Type of study: Randomised controlled trials comparing a vapocoolant with placebo or no treatment for analgesia associated with IV cannulation in adults or children. Quasi-randomised controlled studies were excluded.

Intervention: Any vapocoolant used for intravenous cannulation.

Comparison: Placebo or no treatment.

Outcomes:

Primary outcome: Pain during IV cannulation.

Secondary outcomes: Pain immediately after IV cannulation; pain at time of application of vapocoolant; first attempt success rate of IV cannulation; adverse events, and participant (or caregiver) satisfaction.

STUDY VALIDITY:

Search strategy: Eligible studies were sought via a comprehensive search strategy involving six electronic databases (CENTRAL , MEDLINE, EMBASE, LILACS, CINAHL, ISI Web of Science up to May 2015), relevant databases for ongoing trials, reference list review of all retrieved articles and hand searching abstracts of the American Society of Anesthesiologists. No date or language restrictions applied.

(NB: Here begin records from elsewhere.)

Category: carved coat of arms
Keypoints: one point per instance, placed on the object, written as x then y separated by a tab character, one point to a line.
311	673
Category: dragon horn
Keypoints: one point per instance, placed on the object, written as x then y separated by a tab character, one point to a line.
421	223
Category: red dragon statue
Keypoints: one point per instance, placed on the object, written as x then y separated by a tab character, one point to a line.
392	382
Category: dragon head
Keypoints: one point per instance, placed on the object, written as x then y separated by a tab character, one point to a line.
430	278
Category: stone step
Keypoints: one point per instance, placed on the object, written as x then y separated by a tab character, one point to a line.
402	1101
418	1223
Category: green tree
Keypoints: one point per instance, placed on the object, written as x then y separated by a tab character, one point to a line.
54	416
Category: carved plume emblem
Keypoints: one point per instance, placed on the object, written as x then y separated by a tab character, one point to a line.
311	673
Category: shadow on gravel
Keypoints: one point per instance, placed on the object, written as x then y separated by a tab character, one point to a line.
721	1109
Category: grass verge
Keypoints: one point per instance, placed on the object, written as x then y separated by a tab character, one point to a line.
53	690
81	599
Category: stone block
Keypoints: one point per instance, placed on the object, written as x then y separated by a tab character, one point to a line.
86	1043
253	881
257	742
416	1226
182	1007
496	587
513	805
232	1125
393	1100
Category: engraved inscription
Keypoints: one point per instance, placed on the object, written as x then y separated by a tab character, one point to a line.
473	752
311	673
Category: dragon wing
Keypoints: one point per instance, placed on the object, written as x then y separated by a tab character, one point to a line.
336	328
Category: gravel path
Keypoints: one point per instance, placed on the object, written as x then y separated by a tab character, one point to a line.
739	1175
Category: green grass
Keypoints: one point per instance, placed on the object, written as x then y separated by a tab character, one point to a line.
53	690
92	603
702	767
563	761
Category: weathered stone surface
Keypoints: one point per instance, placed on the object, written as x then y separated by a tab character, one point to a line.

Review process: At least two reviewers independently examined titles/abstracts and then full text of potentially relevant studies for eligibility. Three authors independently extracted data using a standardised data extraction form, and assessed the quality of included studies. Differences in opinion were resolved by consensus.

Quality assessment: Included studies were assessed for risk of bias using the following criteria: random sequence generation, allocation concealment, blinding of participants, personnel and outcome assessor, incomplete outcome data and selective reporting.

Overall validity: A high-quality review involving randomised controlled trials of low to high risk of bias.    

CAT graphSTUDY RESULTS:

The search identified 1,884 studies after removal of duplicates. After screening titles/abstracts, 17 full text articles were assessed for eligibility, from which seven articles were excluded. The remaining nine RCTs (10 articles) were included in the review; eight RCTs (848 participants) had data suitable for quantitative meta-analysis of the primary outcome. Six studies took place in emergency departments, the other three studies involved patients undergoing planned elective procedures. Participants were adults (six studies), or children (three studies). Placebo spray was used as a comparison in five studies. Vapocoolant spray resulted in a statistically significant reduction in pain score during IV cannulation compared with control, measured using a visual pain score range of 0 to 100mm (0 = no pain and 100mm = worst possible pain).

On average, pain scores were reduced by 12.5mm (see table). Application of vapocoolant (pre-cannulation) was associated with a small increase in pain/discomfort compared with control (see table). There was no significant difference between groups for pain one minute after cannulation (one study), first attempt success rate of cannulation (six studies), adverse events (five studies), or participant/caregiver satisfaction, although patient preference/satisfaction was poorly measured in the included studies. 

COMMENTS:

  • Excluding studies of unclear or of high risk of bias did not change the results for the primary outcome. Heterogeneity was not explained by study quality, participant age (adults vs children), type of vapocoolant, or study setting and most likely reflects the varying results in the small number of trials.    
  • The reduction in pain seen with use of vapocoolant was small but probably clinically significant, at least for some people. As with most treatments, vapocoolants will work better for some than others. Adverse events from vapocoolant were minor and included a cold sensation, transient reactions of erythema at the site of spray and one report of a burning sensation.
  • This review did not compare vapocoolants with other pain relief options, but advantages of vapocoolant spray are its rapid onset, ease of application and no extra needles. 
  • These results suggest that vapocoolant spray may be a useful option to offer patients, especially those not happy with a ‘grin and bear it’ approach to managing procedural pain.